We use the total market index item named TOTMK as the national market index for each country. TOTMK series is a value-weighted index where weightings are allocated on the basis of market capitalization. We construct the monthly returns by compounding daily returns calculated from the Return Index (RI) series associated with TOTMK. This series reflects the index values with dividends and distributions. We also use the price data in terms of local currencies to construct the returns to prevent currency risk contaminating the analysis.
Table 1 presents mean, median, standard deviation, minimum, maximum, skewness and kurtosis, Jarque-Bera statistics as well as 25th and 75th percentiles for monthly returns of emerging and developed market equity indices. Panel A presents results for emerging
markets and Panel B presents results for developed markets. The five emerging markets that have generated the highest mean returns over the sample period are Turkey, Venezuela, Russia, Romania and Mexico. The average monthly returns for these five markets vary between 2.19% and 4.50%. The five developed markets that have generated the highest mean returns are Hong Kong, Sweden, Norway, United Kingdom and Ireland. The average returns for these markets range from 1.13% and 1.50%. These figures show that there is a significant difference in average returns between the emerging and developed markets that have generated the highest returns in the past. To put this observation in perspective, one can state that Hungary, which ranks 16th among emerging markets, would have ranked at the top among developed markets with its mean monthly return of 1.51%. Similarly, Czech Republic, the third worst performer among emerging markets, would have found a place in the top five among developed markets with its mean monthly return of 1.17%. The higher average returns associated with emerging markets manifest themselves also at the bottom of the rankings. For emerging markets, the lowest returns are generated by Poland, Taiwan, Czech Republic, Indonesia and Malaysia and these returns vary between 76 basis points and 1.21%. The corresponding range is from 41 to 77 basis points for developed markets and belongs to Slovenia, Japan, Portugal, Switzerland and Germany.
With respect to standard deviations, we observe that four of the five emerging markets with the highest mean returns also have the highest standard deviations with the exception of Mexico. However, none of the emerging markets that have the lowest mean returns find themselves among the five markets with the lowest standard deviations.

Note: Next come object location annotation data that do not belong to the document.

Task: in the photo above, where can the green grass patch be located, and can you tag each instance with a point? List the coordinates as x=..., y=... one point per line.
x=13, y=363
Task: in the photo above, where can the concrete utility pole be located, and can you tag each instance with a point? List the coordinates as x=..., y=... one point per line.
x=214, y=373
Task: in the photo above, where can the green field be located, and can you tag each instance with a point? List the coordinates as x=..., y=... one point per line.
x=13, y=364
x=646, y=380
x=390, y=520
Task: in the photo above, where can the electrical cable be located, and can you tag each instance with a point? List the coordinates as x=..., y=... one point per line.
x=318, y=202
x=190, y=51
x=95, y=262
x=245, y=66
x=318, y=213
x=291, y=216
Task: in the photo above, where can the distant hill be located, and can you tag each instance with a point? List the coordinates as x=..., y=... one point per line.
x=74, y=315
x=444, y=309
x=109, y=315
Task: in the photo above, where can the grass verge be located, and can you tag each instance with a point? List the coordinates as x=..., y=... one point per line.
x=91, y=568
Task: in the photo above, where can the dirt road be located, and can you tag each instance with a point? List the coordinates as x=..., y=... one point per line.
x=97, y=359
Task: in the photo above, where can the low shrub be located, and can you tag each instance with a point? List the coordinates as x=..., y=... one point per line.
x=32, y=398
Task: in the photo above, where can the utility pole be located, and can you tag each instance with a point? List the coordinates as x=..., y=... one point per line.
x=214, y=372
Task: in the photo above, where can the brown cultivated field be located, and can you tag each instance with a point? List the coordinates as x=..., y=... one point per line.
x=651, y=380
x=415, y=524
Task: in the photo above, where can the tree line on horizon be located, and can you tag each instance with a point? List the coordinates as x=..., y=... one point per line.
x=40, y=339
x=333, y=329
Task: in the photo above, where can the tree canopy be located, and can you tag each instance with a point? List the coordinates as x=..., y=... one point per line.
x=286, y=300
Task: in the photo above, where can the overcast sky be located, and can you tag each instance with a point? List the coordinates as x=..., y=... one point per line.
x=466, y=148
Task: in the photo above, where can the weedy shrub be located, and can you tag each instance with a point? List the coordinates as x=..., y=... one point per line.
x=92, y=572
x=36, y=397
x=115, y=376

Thus, it is difficult to talk about a one-to-one correspondence between means and standard deviations. Likewise, none of the five developed markets with the highest mean returns are among the five markets with the highest standard deviations, except Hong Kong. The standard deviation figures show that volatility has been higher for emerging markets. For example, when we focus on the five emerging markets with the highest volatility, the standard deviation range is from 11.39% to 15.38%. The same range is from 8.40% to 11.87% for developed markets. This is not surprising as emerging markets are generally exposed to more risk factors.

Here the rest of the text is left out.